Bartimaeus, the blind beggar, is one of only a handful of people Mark names in his gospel. (We’re even told his father’s name, Timaeus.) Such detail should alert us to the episode’s significance in Mark’s narrative. The last of Jesus’ miracles, it comes at the end of a long section that begins with the healing of another blind man who, unlike Bartimaeus, remains unnamed. But sandwiched in-between these two episodes involving physical blindness, are Jesus’ so far unsuccessful attempts to cure the spiritual blindness of his closest followers, the disciples.
The healing of Bartimaeus, however, is much more than a miracle-story: for all its raw immediacy, it is an intriguing and subtle dialogue about the meaning and consequences of prayer and faith. Yet again, Mark points to an outsider, someone without status, position, or possessions, as a model of prayerful, trusting faith. Bartimaeus may be without physical sight, but he possesses prophetic insight in abundance.
Mark is drawing an uncomfortable contrast between the abundant faith of the blind, deprived beggar, and the lack of faith on the part of his disciples.
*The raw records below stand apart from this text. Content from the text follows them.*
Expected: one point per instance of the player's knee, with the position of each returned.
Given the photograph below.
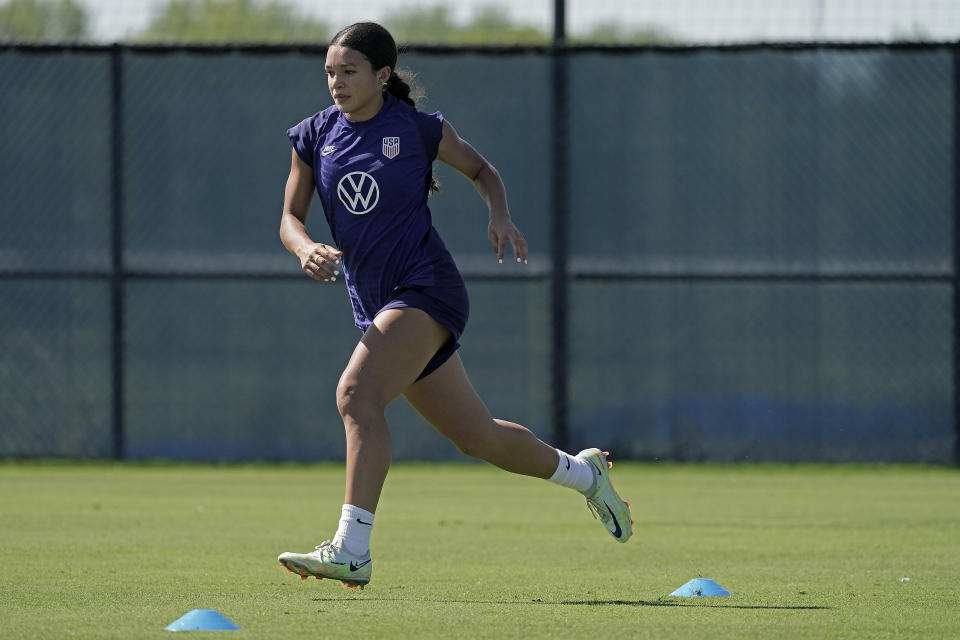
(472, 443)
(352, 401)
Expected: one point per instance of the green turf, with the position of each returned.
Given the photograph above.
(104, 551)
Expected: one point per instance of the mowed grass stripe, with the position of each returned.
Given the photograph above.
(465, 550)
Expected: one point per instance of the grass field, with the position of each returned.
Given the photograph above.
(467, 551)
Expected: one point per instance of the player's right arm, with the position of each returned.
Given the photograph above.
(319, 261)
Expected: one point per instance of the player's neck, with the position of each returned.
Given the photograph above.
(367, 111)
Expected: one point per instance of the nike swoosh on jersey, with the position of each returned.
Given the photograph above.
(619, 531)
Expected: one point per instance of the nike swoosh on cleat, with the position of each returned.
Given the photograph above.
(354, 566)
(619, 531)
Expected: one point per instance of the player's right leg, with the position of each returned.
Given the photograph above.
(448, 401)
(389, 358)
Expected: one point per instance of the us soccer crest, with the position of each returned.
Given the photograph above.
(391, 147)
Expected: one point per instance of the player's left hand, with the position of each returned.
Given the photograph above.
(501, 232)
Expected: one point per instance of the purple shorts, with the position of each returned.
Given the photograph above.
(450, 306)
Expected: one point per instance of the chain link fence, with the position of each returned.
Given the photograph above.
(760, 258)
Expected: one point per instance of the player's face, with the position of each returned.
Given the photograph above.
(355, 86)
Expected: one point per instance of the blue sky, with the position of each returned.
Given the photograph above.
(689, 20)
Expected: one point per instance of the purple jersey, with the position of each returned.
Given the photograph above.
(373, 179)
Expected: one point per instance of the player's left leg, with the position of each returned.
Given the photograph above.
(447, 399)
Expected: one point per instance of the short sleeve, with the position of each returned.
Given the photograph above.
(431, 130)
(304, 137)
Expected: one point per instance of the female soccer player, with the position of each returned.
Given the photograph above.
(369, 157)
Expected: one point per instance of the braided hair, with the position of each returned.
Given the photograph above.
(379, 47)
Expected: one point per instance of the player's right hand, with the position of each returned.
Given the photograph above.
(321, 262)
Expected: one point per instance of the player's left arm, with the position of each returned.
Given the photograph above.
(459, 154)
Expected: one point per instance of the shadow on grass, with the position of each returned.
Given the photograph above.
(581, 603)
(671, 603)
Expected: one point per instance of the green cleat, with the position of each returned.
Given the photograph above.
(330, 561)
(603, 500)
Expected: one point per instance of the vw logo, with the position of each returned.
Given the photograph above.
(358, 192)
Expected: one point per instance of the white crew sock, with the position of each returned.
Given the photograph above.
(353, 533)
(573, 472)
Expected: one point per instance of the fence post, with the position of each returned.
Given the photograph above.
(558, 228)
(117, 274)
(956, 250)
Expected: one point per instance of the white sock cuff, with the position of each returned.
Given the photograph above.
(351, 512)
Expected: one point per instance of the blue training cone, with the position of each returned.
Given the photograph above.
(202, 620)
(699, 587)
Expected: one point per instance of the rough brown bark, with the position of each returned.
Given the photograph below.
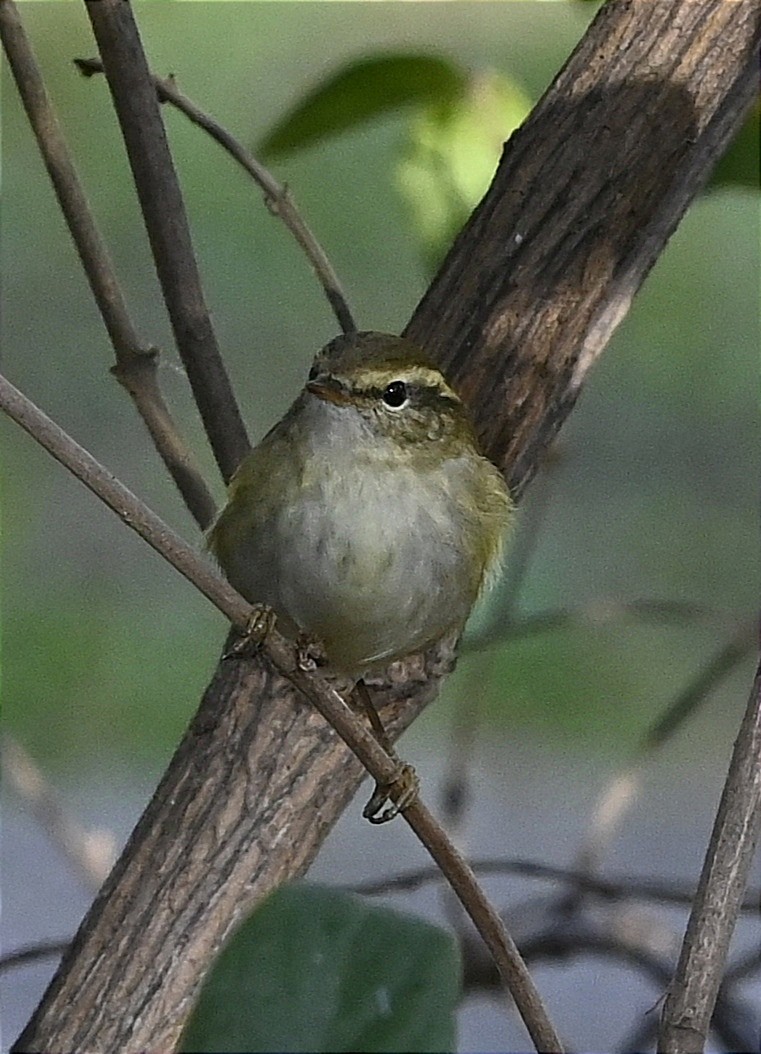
(585, 198)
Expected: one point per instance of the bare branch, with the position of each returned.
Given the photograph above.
(284, 657)
(33, 953)
(588, 191)
(627, 887)
(277, 197)
(92, 853)
(158, 190)
(693, 992)
(135, 363)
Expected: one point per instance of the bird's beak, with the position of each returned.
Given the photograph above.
(329, 391)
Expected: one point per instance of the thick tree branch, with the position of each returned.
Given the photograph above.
(585, 198)
(284, 658)
(587, 194)
(139, 115)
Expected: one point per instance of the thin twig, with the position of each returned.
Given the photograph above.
(689, 1003)
(286, 659)
(91, 853)
(166, 220)
(33, 953)
(136, 364)
(629, 887)
(277, 197)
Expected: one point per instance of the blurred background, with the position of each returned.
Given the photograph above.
(651, 495)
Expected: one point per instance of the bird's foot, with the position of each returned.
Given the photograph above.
(391, 798)
(261, 622)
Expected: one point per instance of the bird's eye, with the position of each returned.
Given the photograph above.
(395, 394)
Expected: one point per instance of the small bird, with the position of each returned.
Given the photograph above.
(367, 518)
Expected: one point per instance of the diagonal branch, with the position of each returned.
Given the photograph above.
(284, 657)
(277, 197)
(163, 212)
(694, 989)
(136, 365)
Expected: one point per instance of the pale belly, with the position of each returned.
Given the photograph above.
(382, 582)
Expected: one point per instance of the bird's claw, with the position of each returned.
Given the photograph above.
(391, 798)
(261, 622)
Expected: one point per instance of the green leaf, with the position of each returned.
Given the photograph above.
(359, 92)
(318, 970)
(451, 153)
(740, 164)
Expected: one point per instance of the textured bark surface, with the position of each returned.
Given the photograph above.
(586, 196)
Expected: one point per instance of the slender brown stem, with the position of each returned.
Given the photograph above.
(694, 989)
(277, 197)
(136, 364)
(286, 658)
(163, 212)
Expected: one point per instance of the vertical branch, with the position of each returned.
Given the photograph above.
(689, 1003)
(136, 365)
(137, 109)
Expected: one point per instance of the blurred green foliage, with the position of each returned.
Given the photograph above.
(105, 650)
(317, 970)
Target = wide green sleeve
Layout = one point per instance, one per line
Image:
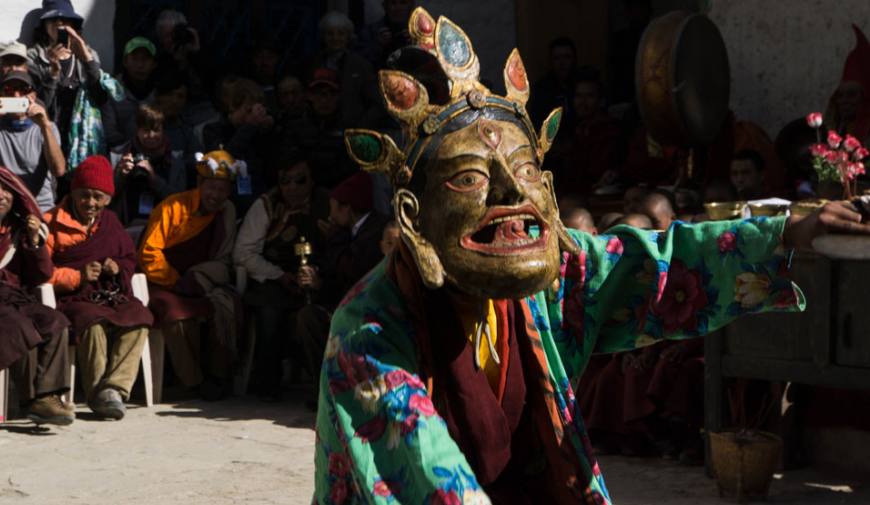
(631, 287)
(379, 437)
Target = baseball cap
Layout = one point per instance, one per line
(140, 43)
(14, 48)
(324, 76)
(17, 75)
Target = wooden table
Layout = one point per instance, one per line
(826, 345)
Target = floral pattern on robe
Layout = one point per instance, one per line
(379, 437)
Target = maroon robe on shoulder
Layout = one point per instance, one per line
(105, 300)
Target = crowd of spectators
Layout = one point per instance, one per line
(199, 183)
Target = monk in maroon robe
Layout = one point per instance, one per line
(95, 260)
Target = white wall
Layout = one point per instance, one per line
(99, 16)
(786, 56)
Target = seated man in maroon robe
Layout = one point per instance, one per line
(95, 259)
(186, 252)
(33, 337)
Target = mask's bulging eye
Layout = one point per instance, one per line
(528, 172)
(468, 180)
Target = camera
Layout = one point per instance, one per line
(181, 36)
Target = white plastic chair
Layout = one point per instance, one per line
(140, 291)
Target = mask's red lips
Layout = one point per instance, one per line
(504, 231)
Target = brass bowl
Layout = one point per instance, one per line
(722, 211)
(806, 207)
(766, 209)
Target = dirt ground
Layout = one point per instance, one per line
(243, 451)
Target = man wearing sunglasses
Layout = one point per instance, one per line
(29, 141)
(266, 247)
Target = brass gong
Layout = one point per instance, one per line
(683, 79)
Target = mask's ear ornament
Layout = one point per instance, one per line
(516, 81)
(549, 130)
(566, 243)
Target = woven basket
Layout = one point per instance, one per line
(744, 465)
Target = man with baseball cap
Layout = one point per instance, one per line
(29, 140)
(13, 56)
(137, 76)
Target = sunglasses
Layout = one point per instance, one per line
(11, 89)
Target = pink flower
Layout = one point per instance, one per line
(834, 140)
(854, 170)
(338, 464)
(338, 493)
(683, 297)
(851, 143)
(422, 404)
(727, 242)
(442, 497)
(614, 246)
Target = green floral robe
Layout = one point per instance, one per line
(379, 437)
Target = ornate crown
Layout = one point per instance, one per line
(408, 101)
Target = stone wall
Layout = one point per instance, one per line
(786, 56)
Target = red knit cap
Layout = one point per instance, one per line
(356, 190)
(95, 173)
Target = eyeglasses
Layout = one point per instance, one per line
(11, 89)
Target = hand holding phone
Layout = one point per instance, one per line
(14, 105)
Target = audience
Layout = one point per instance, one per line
(137, 77)
(266, 247)
(353, 236)
(659, 208)
(94, 263)
(64, 70)
(186, 253)
(30, 142)
(33, 337)
(148, 171)
(747, 175)
(381, 38)
(13, 57)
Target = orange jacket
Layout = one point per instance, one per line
(65, 232)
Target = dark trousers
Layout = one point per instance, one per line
(44, 369)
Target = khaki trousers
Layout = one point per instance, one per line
(108, 357)
(185, 345)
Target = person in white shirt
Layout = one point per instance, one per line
(266, 247)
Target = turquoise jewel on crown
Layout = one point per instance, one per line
(453, 46)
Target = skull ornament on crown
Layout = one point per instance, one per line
(474, 208)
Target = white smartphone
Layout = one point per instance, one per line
(14, 105)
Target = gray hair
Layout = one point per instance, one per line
(170, 17)
(335, 19)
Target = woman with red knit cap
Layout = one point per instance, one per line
(94, 261)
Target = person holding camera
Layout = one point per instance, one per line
(147, 170)
(178, 50)
(29, 140)
(63, 63)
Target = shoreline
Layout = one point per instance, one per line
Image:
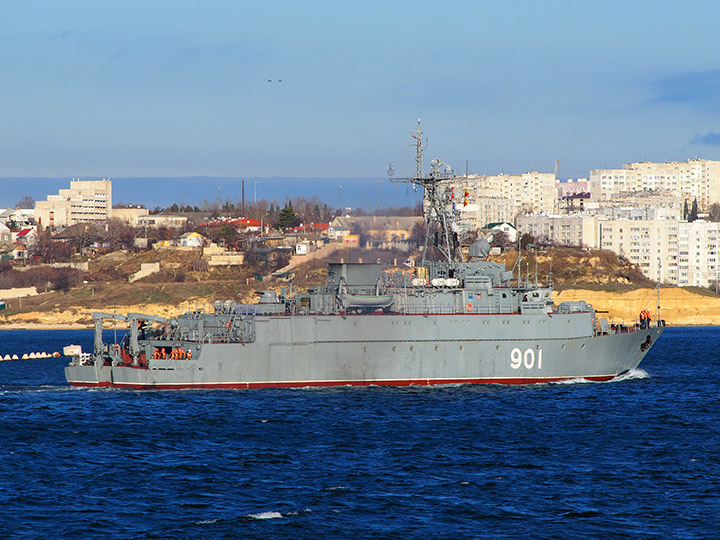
(44, 327)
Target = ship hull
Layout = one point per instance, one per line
(396, 350)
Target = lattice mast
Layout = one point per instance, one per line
(438, 203)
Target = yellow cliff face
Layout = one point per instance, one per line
(678, 307)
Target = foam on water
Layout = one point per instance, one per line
(459, 461)
(265, 515)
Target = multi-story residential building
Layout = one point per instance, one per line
(578, 230)
(570, 187)
(695, 179)
(698, 253)
(650, 244)
(485, 210)
(86, 201)
(484, 199)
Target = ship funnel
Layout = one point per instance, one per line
(480, 249)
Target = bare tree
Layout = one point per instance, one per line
(25, 202)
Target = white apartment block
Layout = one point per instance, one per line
(570, 187)
(698, 253)
(580, 230)
(695, 179)
(501, 197)
(650, 244)
(85, 201)
(484, 210)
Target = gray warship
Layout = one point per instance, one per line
(454, 320)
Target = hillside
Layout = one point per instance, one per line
(608, 282)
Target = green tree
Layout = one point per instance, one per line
(287, 217)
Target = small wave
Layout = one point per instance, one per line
(576, 380)
(207, 522)
(636, 373)
(265, 515)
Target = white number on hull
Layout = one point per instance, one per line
(517, 358)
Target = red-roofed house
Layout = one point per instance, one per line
(26, 237)
(311, 227)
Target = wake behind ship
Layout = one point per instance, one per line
(451, 321)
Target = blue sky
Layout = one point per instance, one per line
(161, 88)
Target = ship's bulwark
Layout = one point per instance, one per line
(390, 349)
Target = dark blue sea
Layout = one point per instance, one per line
(634, 458)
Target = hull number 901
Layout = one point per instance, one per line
(526, 359)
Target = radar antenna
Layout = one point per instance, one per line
(438, 204)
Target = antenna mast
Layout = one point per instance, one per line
(438, 204)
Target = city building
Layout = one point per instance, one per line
(130, 214)
(696, 179)
(483, 199)
(86, 201)
(579, 230)
(650, 244)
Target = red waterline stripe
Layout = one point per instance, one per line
(304, 384)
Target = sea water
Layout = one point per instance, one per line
(631, 458)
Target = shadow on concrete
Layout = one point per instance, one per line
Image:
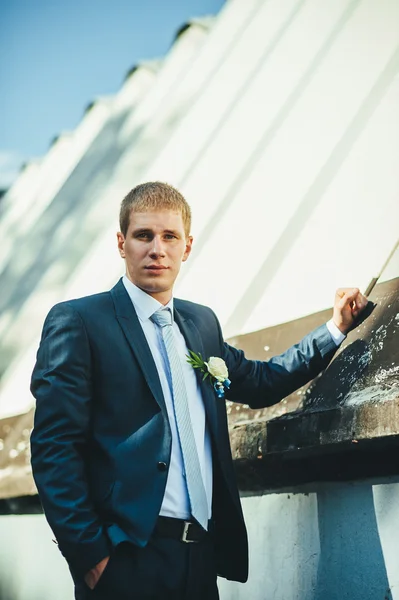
(351, 563)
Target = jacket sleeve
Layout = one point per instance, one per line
(61, 384)
(263, 383)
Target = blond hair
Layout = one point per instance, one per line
(152, 196)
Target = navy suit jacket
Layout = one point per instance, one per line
(101, 441)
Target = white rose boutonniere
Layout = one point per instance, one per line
(215, 368)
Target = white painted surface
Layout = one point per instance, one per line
(280, 126)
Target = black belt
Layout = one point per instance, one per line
(178, 529)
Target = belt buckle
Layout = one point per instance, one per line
(185, 532)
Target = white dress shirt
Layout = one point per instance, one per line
(176, 501)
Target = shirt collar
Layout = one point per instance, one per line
(144, 304)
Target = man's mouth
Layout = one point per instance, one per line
(156, 268)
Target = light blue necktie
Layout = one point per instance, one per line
(195, 484)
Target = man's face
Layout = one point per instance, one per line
(154, 248)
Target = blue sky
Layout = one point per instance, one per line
(57, 56)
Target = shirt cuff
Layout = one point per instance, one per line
(335, 333)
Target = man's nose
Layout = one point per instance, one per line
(157, 247)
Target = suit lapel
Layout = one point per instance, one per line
(130, 324)
(194, 342)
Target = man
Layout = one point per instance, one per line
(130, 449)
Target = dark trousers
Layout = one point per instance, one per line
(166, 569)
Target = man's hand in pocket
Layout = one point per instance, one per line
(93, 576)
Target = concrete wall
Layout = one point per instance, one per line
(326, 542)
(323, 542)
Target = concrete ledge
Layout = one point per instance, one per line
(347, 426)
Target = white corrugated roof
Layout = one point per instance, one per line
(280, 125)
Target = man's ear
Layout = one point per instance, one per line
(189, 244)
(121, 244)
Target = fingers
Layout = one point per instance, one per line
(351, 297)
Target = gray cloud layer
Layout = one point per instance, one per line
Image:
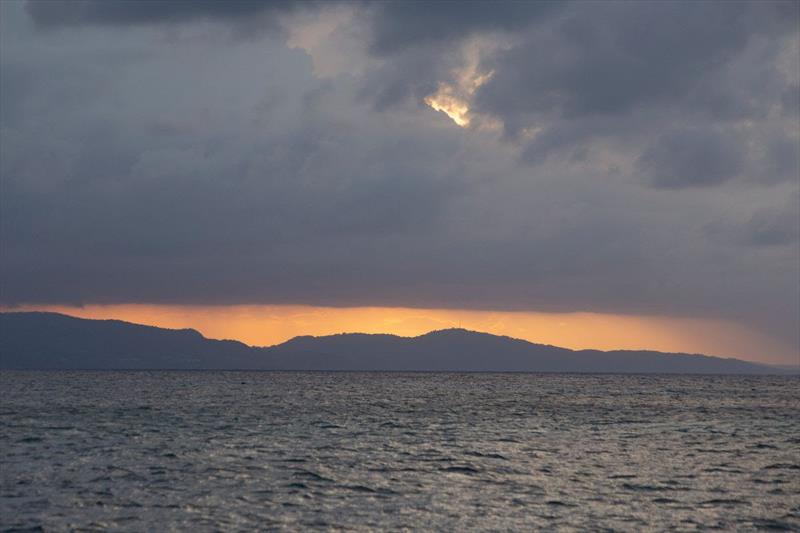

He drives the point home by having Jesus ask the blind man exactly the same question – precisely the same construction and words are retained – that he had asked James and John a little earlier, when they had shamefacedly asked him for positions of power and influence: “What would you have me do for you?” Whereas James and John had asked him in last week’s gospel for glory, blind Bartimaeus asks him for sight. The contrast between his humility and their arrogance couldn’t be clearer. The blind beggar’s acknowledged helplessness enables him to see more clearly than the two disciples, who are blinded by their venal ambition and hunger for power and privilege.
This is conveyed by another detail in the encounter. Nothing is going to deter Bartimaeus from approaching Jesus as he passes by: his actions are those of a desperate man who sees and seizes his only chance to recover his sight. In a vivid expression of trusting faith, he casts off his cloak, which in his indigence must have been his most needed possession, because he believes that he will be cured if only he can reach out to Jesus.
The dialogue that ensues makes it clear that Bartimaeus didn’t believe because he was healed: on the contrary, he was healed because he believed. As on so many other occasions, Jesus tells Bartimaeus that it is his faith that has healed him. It was faith that afforded him insight into what he needed most and assured him how that need would be met. In his faith, he knew that Jesus would not refuse him what he needed most.
Mark clearly thinks that we have much to learn from the blind beggar about both faith and prayer. First, counterintuitively, God always answers our prayers, albeit often in ways we don’t at the time recognise as the answer we wanted. He often gives us not what we think we need most, but what we really need most, without realising it. Paradoxically, it is often only in and through prayer that we come to know what we really need.
Secondly, as with Bartimaeus, faith consists, first and foremost, in trusting in God’s unconditional love for us, trusting that nothing we can do or that can happen to us, especially our death, can ever stop God loving us. We unavoidably articulate our faith in language, but the object of our faith isn’t, ultimately, those propositions, but what they seek, inevitably inadequately, to give expression to. The object of our faith is God, who is beyond all language and thought. Everything that we profess in faith is a way of saying that we believe in God, who is love.
Though God’s existence and God’s love can be formally distinguished – that is, we can be convinced that the world doesn’t account for its own existence, from which we infer that there is something that does, namely the referent of the word, “God” – we don’t, in practice, arrive, first, at the conviction that God exists, and then, discover that he loves us. We believe in God, as opposed to becoming rationally convinced that “God” exists, in response to God disclosing himself as love in Christ. To believe in God is to believe that there exists a love that will never fail, that can never be withdrawn, that will sustain us through life and death.
Here and now, to believe in God is to set our hearts on that Love, which is the source of all the love that we experience in this life, as well as the desire written into our very nature for a love that will never end. To live in this changing world in the presence of that love is what it means to live in faith. To live endlessly in the presence of that unchanging, utterly fulfilled and fulfilling love, is what it means to live in Heaven.